This research is about the organisation of technology in work. It focuses specifically on new technologies that are reconfiguring the relationship between organisations and society.
The two publications on acute kidney injury (AKI) consider how diagnostic algorithms can shift the attention of medical practitioners from patient care, or 'caregiving', to maintaining algorithms and their outputs, or what we call organisational 'caretaking'. Whereas caregiving is directed toward the health and wellbeing of people, organisational caretaking is directed toward the survival of the organisation. In a financialised organisation, survival depends on the production of economic value measured using numbers. We show exactly how care is counted to feed financial decision-making processes and consequently how caregiving ends up being reduced to caretaking.
When this goes too far, algorithms can end up wholly displacing caregiving with caretaking. This can be dangerous when it prevents experts from introducing necessary human checks and balances to automation. By studying two hospitals implementing the same AKI diagnostic algorithm in two different ways, we are able to show how one hospital sends the algorithms' output straight to the wards, whereas the other sends its output to a team of specialist nurses who have the expertise to spot diagnostic errors. In the absence of these checks and if an algorithm fails for whatever reason, many patients would have to die before a hospital would notice the anomaly. The organisation of technology in work can be a life and death matter.
Our study of AKI diagnostic algorithms underscores the argument that these new technologies can speedily upturn the relationship between actors that would previous be identifiable in fixed social positions. It undermines many of our existing social theories because they lack an equivalent dynamism. We propose that these technologies are better understood to exist in parasitic universes in which shifts in the positions and relations between organisational actors (people, technologies, profit, etc.), can be analysed as they happen.
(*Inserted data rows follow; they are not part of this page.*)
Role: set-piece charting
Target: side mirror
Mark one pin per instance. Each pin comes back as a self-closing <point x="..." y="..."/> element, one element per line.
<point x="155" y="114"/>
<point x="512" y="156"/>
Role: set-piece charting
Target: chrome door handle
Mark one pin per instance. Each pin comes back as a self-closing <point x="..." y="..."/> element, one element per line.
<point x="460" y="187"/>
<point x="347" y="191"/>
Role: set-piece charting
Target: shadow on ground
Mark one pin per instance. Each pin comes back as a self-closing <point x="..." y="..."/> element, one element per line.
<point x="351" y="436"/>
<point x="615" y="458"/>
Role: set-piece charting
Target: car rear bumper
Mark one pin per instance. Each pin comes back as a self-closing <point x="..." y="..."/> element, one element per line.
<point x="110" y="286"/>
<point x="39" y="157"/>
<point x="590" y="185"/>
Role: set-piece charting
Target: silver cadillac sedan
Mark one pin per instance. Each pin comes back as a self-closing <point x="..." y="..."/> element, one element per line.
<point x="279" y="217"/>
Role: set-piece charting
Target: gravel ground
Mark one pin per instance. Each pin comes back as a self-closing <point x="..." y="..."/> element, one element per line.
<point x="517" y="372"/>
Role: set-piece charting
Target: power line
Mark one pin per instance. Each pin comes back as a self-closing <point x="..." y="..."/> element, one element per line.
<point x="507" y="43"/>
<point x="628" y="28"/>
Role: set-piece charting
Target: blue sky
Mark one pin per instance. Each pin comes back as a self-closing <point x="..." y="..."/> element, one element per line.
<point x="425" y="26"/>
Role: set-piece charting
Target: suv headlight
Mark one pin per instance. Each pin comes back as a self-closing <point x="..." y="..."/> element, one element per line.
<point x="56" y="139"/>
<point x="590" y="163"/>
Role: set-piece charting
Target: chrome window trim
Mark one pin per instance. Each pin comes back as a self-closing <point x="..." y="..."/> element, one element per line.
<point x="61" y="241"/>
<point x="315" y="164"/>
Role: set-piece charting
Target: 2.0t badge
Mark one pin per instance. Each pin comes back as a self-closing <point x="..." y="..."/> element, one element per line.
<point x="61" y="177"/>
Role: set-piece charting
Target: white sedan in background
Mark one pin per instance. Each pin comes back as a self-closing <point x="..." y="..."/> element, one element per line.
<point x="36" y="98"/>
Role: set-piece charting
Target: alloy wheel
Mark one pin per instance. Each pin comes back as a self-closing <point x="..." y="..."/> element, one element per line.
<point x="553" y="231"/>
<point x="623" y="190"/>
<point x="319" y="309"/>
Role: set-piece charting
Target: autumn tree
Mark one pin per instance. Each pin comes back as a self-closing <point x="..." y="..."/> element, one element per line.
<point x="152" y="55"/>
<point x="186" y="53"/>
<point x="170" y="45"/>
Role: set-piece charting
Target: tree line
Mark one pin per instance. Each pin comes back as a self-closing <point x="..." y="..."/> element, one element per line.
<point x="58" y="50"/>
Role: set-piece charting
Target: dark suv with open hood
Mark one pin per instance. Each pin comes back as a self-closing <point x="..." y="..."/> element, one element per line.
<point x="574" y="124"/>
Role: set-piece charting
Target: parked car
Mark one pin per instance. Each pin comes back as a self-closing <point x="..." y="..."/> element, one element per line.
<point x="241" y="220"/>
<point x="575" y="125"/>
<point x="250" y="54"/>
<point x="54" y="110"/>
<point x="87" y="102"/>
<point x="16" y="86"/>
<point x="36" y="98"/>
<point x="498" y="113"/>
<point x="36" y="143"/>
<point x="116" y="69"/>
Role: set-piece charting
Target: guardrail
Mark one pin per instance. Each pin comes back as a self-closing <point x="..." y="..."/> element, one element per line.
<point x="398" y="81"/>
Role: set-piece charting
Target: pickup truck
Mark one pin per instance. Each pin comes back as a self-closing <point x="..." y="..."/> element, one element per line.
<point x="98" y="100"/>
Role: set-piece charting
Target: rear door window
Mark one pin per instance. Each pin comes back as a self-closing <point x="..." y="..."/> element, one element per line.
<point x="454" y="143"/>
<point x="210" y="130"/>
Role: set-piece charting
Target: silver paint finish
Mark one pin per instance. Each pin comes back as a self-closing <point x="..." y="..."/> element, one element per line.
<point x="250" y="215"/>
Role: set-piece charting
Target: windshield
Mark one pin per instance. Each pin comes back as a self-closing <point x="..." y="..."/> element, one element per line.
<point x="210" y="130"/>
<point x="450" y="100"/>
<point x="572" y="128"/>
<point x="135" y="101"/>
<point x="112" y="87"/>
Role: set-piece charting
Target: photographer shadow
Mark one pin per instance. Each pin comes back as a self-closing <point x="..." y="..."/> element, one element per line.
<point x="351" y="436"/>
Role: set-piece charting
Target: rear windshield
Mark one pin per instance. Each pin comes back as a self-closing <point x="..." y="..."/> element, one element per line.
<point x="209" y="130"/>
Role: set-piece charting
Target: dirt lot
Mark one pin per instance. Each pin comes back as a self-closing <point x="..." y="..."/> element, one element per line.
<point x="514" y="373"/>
In our analysis of a UK non‐profit social care organisation, we show that relations of care were fundamentally disrupted by disorderly, dysfunctional forms of agency, whereas in our analysis of UK retail banking, we show how management used disorder to strategically obscure their own agency. Ultimately, technological innovation and ‘future of work’ narratives appear in our analysis to feed each other, in service to interests that benefit from the repurposing of technologies, people and organisations.